The lighthouse was originally built and funded by the late Medieval Danish state with the proceeds of the "sound dues", and was superseded by the "white lighthouse" or hvidefyr in the 17th century, and then the far taller "grey lighthouse" or gråfyr of the 1850s.
The desertification that hit the area in the 18th and 19th centuries led to the abandonment of the old parish church to the migrating sands— the famous Buried Church (Den tilsandende Kirke). The tower of the church remains protruding from the dunes, as it was left as a sea marker when the church was abandoned at the close of the 18th century.
In central Skagen there is a teddy bear museum called Skagen Bamsemuseum[1]. The teddy bears on display belongs to the private collection of the owner Jonna Thygesen.

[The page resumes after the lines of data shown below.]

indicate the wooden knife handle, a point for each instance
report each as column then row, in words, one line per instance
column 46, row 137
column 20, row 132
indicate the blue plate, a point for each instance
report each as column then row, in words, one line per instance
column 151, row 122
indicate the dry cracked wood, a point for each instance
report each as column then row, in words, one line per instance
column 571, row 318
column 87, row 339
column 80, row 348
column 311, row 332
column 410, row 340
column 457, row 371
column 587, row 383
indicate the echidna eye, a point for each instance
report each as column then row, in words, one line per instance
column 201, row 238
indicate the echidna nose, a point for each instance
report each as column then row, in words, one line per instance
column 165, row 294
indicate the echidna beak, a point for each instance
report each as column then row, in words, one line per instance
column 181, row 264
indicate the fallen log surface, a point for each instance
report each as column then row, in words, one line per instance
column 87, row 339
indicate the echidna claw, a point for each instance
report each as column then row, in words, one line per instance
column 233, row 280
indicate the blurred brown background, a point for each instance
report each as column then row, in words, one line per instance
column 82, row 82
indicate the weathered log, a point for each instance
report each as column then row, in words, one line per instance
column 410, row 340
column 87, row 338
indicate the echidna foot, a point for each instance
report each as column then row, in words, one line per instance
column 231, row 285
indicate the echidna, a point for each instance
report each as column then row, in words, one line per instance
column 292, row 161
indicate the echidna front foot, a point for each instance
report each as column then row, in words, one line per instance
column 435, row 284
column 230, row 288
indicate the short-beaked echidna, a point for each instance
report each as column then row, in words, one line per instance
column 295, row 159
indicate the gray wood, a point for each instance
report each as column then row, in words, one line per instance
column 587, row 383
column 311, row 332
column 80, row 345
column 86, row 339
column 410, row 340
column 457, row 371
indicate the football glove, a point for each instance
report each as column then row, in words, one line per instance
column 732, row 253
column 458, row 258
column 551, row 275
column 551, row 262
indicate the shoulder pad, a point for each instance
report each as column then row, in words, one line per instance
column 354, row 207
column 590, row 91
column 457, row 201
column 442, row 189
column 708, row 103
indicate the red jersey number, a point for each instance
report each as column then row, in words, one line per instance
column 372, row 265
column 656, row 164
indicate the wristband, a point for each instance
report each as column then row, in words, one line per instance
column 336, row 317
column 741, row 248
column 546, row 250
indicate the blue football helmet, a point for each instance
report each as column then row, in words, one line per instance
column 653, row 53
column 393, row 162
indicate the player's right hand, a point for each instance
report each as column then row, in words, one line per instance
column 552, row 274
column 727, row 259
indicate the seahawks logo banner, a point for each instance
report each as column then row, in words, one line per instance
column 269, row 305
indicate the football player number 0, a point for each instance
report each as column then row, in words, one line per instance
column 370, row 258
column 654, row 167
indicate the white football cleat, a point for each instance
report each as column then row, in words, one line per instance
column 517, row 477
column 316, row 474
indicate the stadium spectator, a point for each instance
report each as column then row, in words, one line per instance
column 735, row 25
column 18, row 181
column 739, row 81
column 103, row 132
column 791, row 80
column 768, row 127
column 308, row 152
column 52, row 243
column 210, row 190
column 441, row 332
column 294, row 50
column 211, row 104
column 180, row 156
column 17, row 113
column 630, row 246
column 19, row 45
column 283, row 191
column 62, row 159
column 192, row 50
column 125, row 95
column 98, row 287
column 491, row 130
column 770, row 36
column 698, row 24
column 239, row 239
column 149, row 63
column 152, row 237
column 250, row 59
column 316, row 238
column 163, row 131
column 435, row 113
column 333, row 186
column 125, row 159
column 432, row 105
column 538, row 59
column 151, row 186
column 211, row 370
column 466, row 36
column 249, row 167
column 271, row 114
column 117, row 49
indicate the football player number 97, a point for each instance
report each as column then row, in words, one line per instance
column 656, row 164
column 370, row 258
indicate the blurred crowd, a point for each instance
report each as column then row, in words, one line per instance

Famous residents of the town
The Skagen Painters, which enjoyed the reputation of a bohemian lifestyle, encompassed not only painters, but also writers, and other influential people as well. While only a few were fulltime residents of the area, they were often joined by friends, especially during the summer months. Among these notable visitors and residents of the time were writers Holger Drachmann, Georg Brandes, and Henrik Pontoppidan, artists Peder Severin Krøyer, Marie Triepcke Krøyer Alfvén, Christian Krohg, Michael Ancher and Anna Ancher, and composer Hugo Alfvén. They were often gathered at the area's Brøndum's Hotel, which is still in operation today.